The token also provides information about the aggregate message backlog of the processors on the ring, allowing a fairer allocation of bandwidth to processors than simpler schemes, such as the fiber distributed data interface (FDDI). The Totem flow control mechanism provides excellent protection against fluctuations in processor loading but is vulnerable to competition the input buffers from unanticipated network traffic on the LAN. Under high loads, Totem incurs relatively little variation in the latency to message delivery, an important factor for real-time applications.

Local Configuration Services

The Totem single-ring ordering protocol is integrated with a membership protocol that provides a membership or configuration service for a single LAN, including addition of new and recovered processors and deletion of faulty processors. Faulty processors are detected by timeouts. New or restarted processors are detected by the appearance of messages on the LAN from processors that are not members of the current ring. Like Transis [6], Totem handles network partitioning and remerging of components of a partitioned network

The Totem single-ring membership protocol ensures:

* Consensus. Every member of a configuration agrees on the membership of that configuration.

* Termination. Every processor installs some configuration with an agreed membership within a bounded time unless it fails within that time. Subject to these consensus and termination requirements the membership protocol aims to form as large a membership as possible.

The well-known Fischer, Lynch, and Paterson impossibility result [7] demonstrates that, in a completely asynchronous system, it is impossible for processors to reach consensus in the presence of even a single crash failure. Chandra and Toueg [5] have shown, however, that consensus is possible in an asynchronous system subject to faults--if an unreliable failure detector is provided.

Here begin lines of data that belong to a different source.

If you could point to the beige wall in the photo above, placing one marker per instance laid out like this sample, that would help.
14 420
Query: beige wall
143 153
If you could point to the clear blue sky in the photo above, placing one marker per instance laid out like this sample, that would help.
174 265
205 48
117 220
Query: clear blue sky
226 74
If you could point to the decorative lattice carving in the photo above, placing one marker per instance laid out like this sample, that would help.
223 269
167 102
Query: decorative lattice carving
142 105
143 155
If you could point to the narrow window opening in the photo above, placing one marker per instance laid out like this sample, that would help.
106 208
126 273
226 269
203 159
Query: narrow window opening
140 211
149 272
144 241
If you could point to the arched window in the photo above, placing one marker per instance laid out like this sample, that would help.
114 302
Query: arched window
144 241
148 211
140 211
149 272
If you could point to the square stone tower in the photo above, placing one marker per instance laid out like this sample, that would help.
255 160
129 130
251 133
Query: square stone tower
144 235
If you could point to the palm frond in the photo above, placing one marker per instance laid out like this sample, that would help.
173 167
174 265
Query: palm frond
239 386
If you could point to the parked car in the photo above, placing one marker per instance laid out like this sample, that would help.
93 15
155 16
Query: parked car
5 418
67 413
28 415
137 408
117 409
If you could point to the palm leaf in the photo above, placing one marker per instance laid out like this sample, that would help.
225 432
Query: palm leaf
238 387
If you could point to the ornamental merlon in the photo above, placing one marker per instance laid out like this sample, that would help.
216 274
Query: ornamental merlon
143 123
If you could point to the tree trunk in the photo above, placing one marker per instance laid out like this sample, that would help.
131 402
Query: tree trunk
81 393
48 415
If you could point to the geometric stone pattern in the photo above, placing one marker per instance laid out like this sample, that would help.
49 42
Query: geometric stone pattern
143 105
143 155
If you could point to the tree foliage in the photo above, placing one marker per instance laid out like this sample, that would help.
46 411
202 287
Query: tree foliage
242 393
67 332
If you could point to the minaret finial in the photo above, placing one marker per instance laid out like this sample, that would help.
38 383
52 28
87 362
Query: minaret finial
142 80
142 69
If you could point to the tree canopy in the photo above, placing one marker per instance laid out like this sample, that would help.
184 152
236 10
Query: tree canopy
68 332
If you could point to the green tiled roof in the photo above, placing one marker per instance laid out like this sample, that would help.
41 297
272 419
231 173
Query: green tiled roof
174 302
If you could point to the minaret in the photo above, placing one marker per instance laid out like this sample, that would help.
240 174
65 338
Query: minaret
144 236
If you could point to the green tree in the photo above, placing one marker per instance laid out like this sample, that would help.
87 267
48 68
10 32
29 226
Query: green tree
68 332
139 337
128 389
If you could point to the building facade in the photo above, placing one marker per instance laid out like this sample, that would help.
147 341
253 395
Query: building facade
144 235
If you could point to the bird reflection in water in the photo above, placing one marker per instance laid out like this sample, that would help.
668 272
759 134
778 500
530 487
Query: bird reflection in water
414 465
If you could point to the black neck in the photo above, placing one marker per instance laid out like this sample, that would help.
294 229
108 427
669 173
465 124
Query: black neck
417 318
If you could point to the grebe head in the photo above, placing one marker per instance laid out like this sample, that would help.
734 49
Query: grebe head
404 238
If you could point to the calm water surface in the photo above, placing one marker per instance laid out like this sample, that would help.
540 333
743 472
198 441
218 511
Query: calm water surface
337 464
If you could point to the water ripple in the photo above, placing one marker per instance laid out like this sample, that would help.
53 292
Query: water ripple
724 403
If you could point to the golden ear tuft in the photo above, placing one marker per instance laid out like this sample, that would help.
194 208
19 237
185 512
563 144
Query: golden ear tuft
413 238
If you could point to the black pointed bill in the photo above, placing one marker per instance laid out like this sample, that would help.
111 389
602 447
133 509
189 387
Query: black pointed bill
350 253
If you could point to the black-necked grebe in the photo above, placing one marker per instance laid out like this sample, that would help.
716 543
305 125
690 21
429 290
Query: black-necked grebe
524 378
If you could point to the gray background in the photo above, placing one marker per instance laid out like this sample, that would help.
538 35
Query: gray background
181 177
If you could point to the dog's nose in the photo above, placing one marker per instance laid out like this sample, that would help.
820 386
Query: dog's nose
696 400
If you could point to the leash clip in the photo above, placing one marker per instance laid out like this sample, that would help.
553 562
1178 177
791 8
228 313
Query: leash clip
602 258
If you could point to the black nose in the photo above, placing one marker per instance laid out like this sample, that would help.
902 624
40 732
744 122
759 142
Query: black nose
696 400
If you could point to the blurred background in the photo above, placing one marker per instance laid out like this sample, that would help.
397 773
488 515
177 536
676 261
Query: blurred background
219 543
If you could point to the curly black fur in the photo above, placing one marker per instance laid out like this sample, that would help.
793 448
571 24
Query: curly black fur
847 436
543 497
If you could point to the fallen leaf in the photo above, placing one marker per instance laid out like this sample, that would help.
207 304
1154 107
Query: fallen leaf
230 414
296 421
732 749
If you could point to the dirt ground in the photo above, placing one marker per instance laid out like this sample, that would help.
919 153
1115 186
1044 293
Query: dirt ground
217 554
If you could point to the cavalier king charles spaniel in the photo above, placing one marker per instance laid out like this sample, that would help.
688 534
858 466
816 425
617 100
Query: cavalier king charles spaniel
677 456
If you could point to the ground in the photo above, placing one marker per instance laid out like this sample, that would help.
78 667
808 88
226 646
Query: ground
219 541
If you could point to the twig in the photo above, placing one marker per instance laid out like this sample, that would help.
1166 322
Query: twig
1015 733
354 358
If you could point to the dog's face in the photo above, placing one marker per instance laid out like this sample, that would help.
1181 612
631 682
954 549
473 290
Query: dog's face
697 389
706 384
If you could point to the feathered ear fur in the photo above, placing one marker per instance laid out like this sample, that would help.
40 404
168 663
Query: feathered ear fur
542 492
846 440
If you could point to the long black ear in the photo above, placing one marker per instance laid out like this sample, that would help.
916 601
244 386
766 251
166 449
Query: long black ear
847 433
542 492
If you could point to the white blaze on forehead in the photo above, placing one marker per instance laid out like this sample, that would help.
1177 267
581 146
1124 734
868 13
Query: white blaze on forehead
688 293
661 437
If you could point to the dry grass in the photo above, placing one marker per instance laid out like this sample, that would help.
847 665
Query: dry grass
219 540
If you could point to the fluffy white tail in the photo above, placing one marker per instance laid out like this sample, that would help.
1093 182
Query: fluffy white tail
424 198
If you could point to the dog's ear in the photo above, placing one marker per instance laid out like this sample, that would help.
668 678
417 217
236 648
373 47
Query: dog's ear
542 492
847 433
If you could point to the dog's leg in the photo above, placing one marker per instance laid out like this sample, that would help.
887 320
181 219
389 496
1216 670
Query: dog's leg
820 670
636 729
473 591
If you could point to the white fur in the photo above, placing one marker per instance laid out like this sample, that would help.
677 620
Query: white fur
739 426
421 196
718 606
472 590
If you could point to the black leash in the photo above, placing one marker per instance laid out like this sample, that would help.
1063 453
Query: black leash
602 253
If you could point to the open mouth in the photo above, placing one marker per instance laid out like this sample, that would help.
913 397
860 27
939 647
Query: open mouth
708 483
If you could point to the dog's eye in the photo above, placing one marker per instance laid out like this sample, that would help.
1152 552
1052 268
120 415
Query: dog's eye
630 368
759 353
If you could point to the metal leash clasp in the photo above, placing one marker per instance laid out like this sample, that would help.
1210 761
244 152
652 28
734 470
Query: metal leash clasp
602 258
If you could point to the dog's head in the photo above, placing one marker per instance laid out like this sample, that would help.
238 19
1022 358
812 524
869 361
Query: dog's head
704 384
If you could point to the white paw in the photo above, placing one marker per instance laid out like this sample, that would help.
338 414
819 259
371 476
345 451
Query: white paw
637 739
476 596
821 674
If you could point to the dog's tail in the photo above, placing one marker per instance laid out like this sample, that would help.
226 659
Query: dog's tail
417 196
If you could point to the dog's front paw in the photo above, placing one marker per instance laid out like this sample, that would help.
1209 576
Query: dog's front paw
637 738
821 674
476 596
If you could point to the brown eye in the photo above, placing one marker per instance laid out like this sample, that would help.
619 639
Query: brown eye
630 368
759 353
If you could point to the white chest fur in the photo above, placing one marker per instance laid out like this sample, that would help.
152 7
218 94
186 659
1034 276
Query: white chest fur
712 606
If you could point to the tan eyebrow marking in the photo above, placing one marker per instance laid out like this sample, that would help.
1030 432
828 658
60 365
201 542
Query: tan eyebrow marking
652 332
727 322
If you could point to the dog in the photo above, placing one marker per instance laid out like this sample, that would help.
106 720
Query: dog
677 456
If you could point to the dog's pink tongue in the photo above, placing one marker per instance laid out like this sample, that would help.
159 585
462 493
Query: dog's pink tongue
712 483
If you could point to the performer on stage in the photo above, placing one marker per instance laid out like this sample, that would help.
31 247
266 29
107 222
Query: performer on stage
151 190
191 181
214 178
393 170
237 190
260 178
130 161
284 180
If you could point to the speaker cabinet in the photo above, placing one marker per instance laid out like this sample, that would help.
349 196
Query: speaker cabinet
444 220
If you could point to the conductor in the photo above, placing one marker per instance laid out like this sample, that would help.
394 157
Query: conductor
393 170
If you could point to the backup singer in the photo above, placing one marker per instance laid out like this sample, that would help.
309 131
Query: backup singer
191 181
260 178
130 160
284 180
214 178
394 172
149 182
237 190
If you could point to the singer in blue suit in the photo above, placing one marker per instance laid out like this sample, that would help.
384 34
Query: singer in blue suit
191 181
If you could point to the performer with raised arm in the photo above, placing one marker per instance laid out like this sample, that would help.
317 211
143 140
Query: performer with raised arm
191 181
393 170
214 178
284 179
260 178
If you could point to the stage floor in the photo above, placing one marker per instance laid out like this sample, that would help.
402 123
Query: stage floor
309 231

M* employ this strategy. Totem's failure detector uses timeouts and may exclude a slow processor from the membership, even though it has not actually failed.

The Totem single-ring membership protocol achieves consensus in bounded time, even if further faults occur, by reducing the membership until Consensus is reached and by using timeouts that bound the time spent in any state of the membership protocol. The protocol can terminate in a singleton membership; however, with an appropriate choice of timeouts and with judicious use of randomization, the probability of a singleton membership is very small.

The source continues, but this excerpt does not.